Mi mamá tenía el celular apagado, llamarla era inutil, no iba a gastar mis últimas dos monedas en vano, pero ¿qué otra opción tenía? No me sabía otro número.

Eso no es del todo cierto. Replicó lo más profundo de mi conciencia.

Entonces lo recordé, yo también me sabía el número de Jeno. Lo había memorizado durante las semanas en las que me había dejado en visto, observé tanto su contacto que terminé aprendiéndolo.
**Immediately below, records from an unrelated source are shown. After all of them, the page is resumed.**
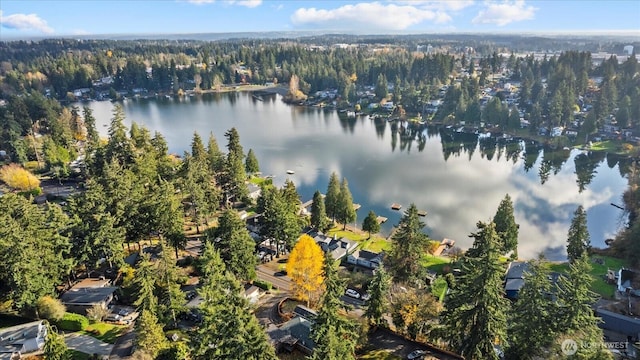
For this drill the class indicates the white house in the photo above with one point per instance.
(18, 340)
(366, 259)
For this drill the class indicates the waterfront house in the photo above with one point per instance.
(19, 340)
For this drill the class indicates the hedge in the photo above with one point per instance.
(264, 285)
(73, 322)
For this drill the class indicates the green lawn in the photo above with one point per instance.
(598, 285)
(108, 333)
(8, 320)
(434, 263)
(376, 244)
(337, 231)
(77, 355)
(439, 288)
(378, 355)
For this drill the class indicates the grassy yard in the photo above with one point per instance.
(108, 333)
(378, 355)
(435, 263)
(439, 288)
(598, 271)
(8, 320)
(376, 244)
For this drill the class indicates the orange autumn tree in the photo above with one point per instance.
(19, 178)
(305, 270)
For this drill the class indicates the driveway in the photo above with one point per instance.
(87, 344)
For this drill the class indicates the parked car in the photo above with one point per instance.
(416, 355)
(352, 293)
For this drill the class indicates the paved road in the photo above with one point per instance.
(266, 274)
(123, 346)
(87, 344)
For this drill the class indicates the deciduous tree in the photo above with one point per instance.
(19, 178)
(305, 268)
(335, 336)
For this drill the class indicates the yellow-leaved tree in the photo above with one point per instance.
(305, 270)
(19, 178)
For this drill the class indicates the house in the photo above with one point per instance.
(305, 312)
(18, 340)
(293, 334)
(366, 259)
(254, 191)
(79, 300)
(338, 248)
(251, 293)
(514, 279)
(621, 324)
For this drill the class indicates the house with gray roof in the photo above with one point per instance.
(19, 340)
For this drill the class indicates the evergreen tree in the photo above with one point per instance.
(408, 246)
(150, 337)
(228, 330)
(576, 319)
(198, 151)
(371, 224)
(533, 317)
(332, 198)
(319, 218)
(334, 336)
(506, 227)
(251, 163)
(171, 297)
(95, 234)
(346, 213)
(235, 169)
(475, 316)
(578, 242)
(378, 291)
(145, 283)
(235, 245)
(215, 157)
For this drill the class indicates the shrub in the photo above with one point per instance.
(19, 178)
(96, 313)
(73, 322)
(264, 285)
(50, 308)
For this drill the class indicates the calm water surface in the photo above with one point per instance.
(457, 183)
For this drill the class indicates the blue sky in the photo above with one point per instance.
(86, 17)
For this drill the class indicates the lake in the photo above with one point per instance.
(459, 179)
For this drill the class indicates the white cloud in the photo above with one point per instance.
(453, 5)
(25, 22)
(374, 16)
(505, 12)
(246, 3)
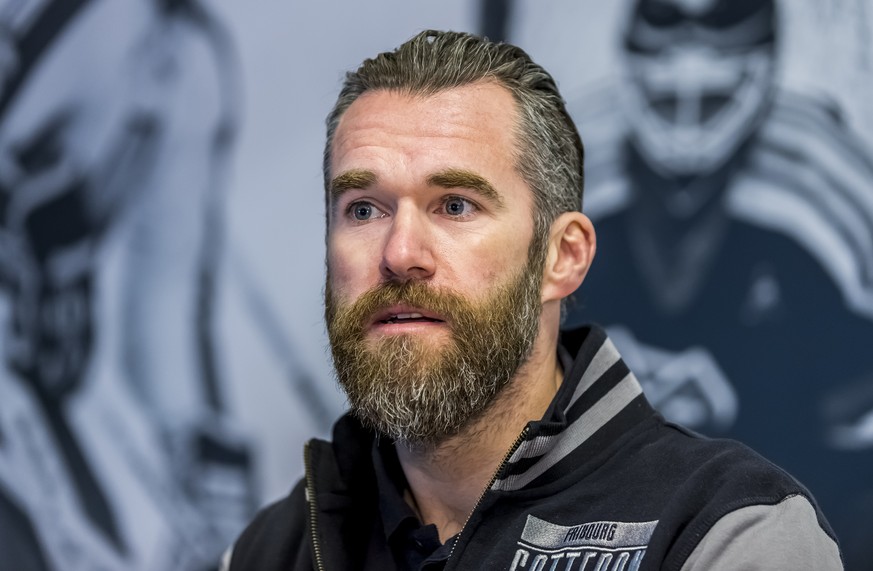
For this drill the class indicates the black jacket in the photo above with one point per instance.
(602, 482)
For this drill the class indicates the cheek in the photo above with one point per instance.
(351, 268)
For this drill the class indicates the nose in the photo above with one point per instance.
(408, 251)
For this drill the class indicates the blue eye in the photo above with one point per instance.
(362, 211)
(457, 206)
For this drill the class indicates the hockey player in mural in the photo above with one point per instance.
(114, 452)
(735, 219)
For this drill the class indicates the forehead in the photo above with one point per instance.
(473, 124)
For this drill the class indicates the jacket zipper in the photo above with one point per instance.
(493, 479)
(313, 508)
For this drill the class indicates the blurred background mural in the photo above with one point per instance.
(161, 245)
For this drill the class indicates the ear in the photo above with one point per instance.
(572, 244)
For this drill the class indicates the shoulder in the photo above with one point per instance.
(785, 535)
(729, 507)
(276, 538)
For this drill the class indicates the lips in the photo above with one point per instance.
(405, 314)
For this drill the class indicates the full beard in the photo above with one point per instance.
(420, 391)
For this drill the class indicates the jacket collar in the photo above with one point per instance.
(597, 402)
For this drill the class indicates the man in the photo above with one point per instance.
(454, 178)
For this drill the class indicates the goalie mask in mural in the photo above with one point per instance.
(701, 78)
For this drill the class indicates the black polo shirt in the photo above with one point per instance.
(415, 547)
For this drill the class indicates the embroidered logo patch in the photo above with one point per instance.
(592, 546)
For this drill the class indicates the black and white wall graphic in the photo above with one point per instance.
(730, 179)
(162, 353)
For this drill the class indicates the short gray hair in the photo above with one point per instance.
(550, 154)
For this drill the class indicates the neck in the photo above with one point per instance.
(446, 481)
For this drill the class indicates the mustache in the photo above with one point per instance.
(448, 304)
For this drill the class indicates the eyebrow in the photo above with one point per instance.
(355, 179)
(360, 179)
(459, 178)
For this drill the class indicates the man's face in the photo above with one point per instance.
(432, 299)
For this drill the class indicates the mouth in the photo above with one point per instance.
(405, 315)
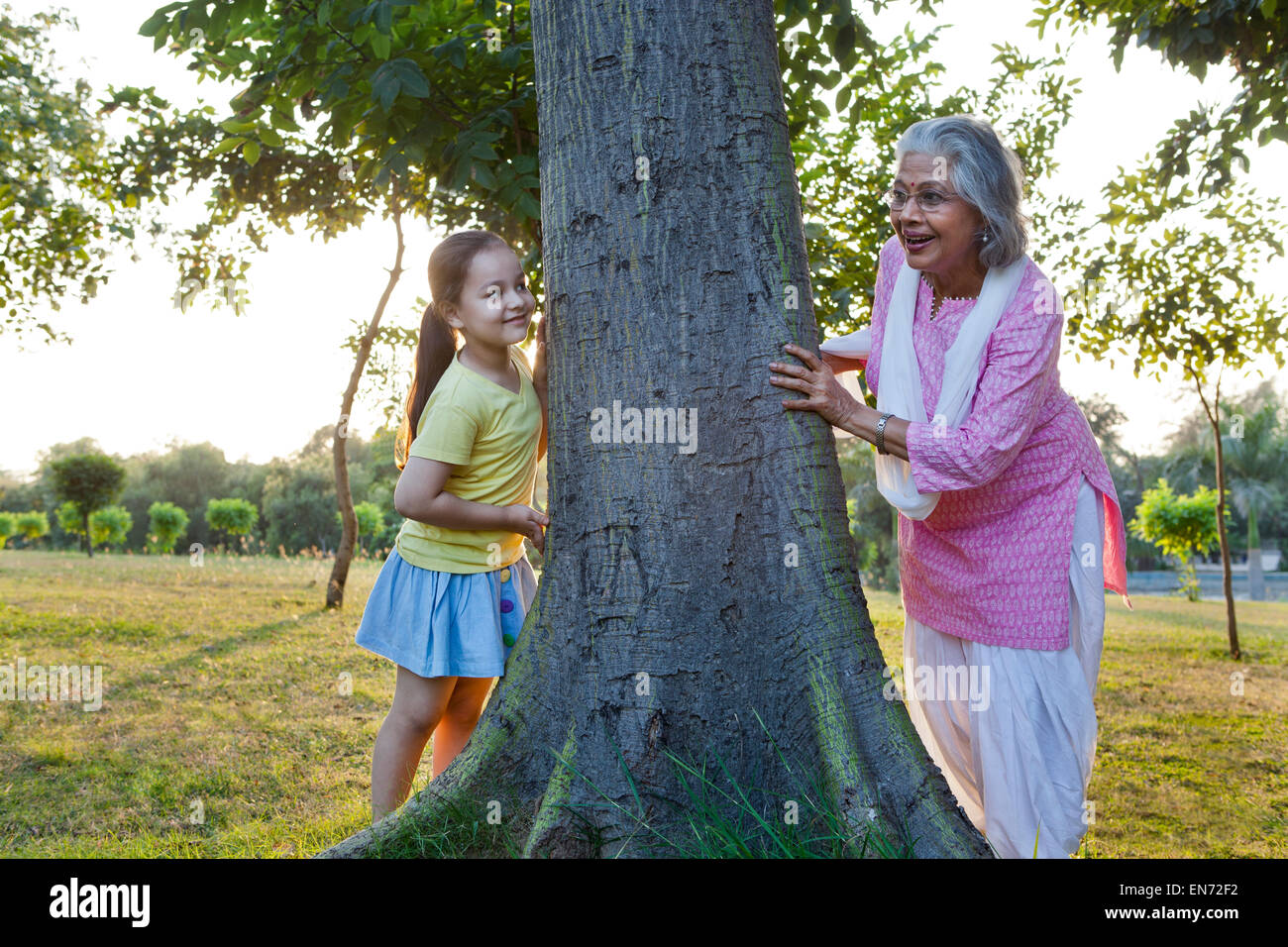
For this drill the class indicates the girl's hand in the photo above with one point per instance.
(825, 395)
(528, 522)
(540, 373)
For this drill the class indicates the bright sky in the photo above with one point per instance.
(141, 372)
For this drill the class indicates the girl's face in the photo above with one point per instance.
(496, 305)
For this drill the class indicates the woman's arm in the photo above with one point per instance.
(1022, 357)
(419, 495)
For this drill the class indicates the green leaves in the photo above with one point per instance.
(395, 77)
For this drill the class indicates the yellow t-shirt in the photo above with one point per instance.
(490, 437)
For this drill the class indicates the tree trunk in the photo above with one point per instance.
(340, 462)
(699, 602)
(1227, 578)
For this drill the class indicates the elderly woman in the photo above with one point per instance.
(1010, 528)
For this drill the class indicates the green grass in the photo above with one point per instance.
(223, 689)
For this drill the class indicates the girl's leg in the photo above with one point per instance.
(463, 712)
(419, 705)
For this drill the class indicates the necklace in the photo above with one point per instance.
(934, 305)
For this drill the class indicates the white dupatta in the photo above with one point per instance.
(901, 375)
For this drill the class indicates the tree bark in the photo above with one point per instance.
(696, 605)
(339, 458)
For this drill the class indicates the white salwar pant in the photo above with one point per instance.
(1018, 751)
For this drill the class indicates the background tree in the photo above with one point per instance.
(166, 523)
(58, 217)
(69, 521)
(33, 525)
(1180, 526)
(372, 523)
(1180, 274)
(88, 482)
(233, 517)
(1247, 35)
(110, 526)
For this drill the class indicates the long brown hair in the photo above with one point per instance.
(449, 264)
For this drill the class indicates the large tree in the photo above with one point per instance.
(699, 608)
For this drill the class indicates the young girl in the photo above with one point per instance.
(451, 598)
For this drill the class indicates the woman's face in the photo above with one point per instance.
(496, 304)
(939, 241)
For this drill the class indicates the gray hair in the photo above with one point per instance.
(984, 171)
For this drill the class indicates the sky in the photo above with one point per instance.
(141, 373)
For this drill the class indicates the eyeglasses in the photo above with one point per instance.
(926, 200)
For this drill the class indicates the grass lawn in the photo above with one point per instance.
(228, 725)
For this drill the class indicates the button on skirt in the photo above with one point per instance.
(446, 624)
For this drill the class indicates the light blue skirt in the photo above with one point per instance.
(446, 624)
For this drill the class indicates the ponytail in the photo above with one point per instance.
(434, 354)
(449, 265)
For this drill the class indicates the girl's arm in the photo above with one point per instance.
(419, 495)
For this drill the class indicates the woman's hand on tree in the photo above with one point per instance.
(528, 522)
(814, 379)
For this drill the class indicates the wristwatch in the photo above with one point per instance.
(880, 441)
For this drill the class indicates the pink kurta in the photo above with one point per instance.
(991, 564)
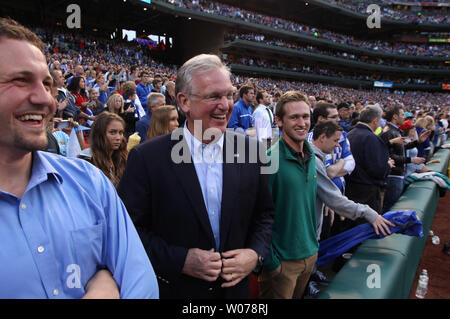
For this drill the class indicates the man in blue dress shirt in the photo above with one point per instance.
(61, 221)
(241, 118)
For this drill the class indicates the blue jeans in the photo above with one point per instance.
(394, 190)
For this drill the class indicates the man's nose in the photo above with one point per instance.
(40, 95)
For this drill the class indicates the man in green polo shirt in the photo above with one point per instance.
(294, 245)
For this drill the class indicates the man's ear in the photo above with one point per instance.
(184, 102)
(279, 122)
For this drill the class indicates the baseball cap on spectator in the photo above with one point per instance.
(406, 125)
(343, 104)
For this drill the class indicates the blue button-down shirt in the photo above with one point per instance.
(68, 224)
(241, 118)
(208, 161)
(142, 92)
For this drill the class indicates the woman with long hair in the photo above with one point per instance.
(116, 104)
(164, 120)
(108, 146)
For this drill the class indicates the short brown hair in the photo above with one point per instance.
(11, 29)
(289, 96)
(129, 88)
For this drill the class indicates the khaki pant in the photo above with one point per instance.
(290, 283)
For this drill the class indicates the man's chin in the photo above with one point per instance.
(32, 144)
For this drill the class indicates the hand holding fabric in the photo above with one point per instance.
(237, 264)
(202, 264)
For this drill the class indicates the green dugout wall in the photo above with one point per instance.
(396, 257)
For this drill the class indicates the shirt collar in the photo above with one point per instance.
(392, 124)
(41, 169)
(196, 147)
(366, 125)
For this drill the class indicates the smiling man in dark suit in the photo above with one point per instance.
(197, 197)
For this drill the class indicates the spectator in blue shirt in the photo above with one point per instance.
(144, 88)
(344, 113)
(61, 218)
(241, 118)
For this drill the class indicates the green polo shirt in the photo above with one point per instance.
(293, 189)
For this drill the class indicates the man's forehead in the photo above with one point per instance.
(214, 79)
(297, 107)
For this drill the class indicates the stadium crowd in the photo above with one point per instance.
(198, 229)
(261, 38)
(389, 11)
(326, 70)
(278, 23)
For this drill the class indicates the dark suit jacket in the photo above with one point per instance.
(165, 201)
(371, 157)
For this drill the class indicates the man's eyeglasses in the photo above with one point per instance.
(215, 97)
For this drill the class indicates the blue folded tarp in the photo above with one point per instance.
(405, 223)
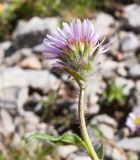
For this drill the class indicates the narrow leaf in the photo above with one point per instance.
(65, 139)
(100, 152)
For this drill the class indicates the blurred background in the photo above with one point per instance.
(35, 98)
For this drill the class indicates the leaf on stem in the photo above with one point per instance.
(100, 152)
(65, 139)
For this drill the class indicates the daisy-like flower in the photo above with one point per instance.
(133, 121)
(75, 47)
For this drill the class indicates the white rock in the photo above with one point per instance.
(106, 22)
(18, 77)
(30, 33)
(134, 71)
(122, 81)
(132, 144)
(131, 13)
(103, 118)
(129, 42)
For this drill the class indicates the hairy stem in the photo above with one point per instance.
(83, 128)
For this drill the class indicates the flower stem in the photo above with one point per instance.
(83, 128)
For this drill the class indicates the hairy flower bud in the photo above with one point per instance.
(75, 47)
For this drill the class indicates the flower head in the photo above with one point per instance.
(75, 47)
(133, 121)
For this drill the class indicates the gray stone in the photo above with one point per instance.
(17, 56)
(134, 71)
(106, 22)
(31, 122)
(132, 144)
(131, 13)
(32, 32)
(109, 68)
(105, 119)
(13, 97)
(114, 152)
(5, 45)
(129, 42)
(38, 48)
(18, 77)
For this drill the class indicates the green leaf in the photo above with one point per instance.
(65, 139)
(100, 152)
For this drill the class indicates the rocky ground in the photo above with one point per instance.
(35, 98)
Pero no, me rehusaba, no pensaba llamarlo. Una parte de mí no quería perder el poco orgullo que me quedaba, y a la otra, le daba miedo que cuando él supiera de mi situación me ignorara por completo y me dejara abandonado a la deriva sin otra posibilidad; asegurarse de que eso no pasara era prácticamente rogarle que me viniera a buscar y ¿realmente estaba dispuesto a eso? Él había sido una persona horrible conmigo durante las últimas semanas, me sentía herido por su extraña actitud inestable y nuestros encuentros desastrosos. No quería llamarlo, pero todo estaba tan oscuro y solo, que el miedo le ganó la batalla a mi orgullo.

Introduje mis últimas dos monedas y rogué porque por lo menos contestara.

Un pitido, dos pitidos, tres pitidos. Y cuando pensé que no iba a contestar, el teléfono se descolgó.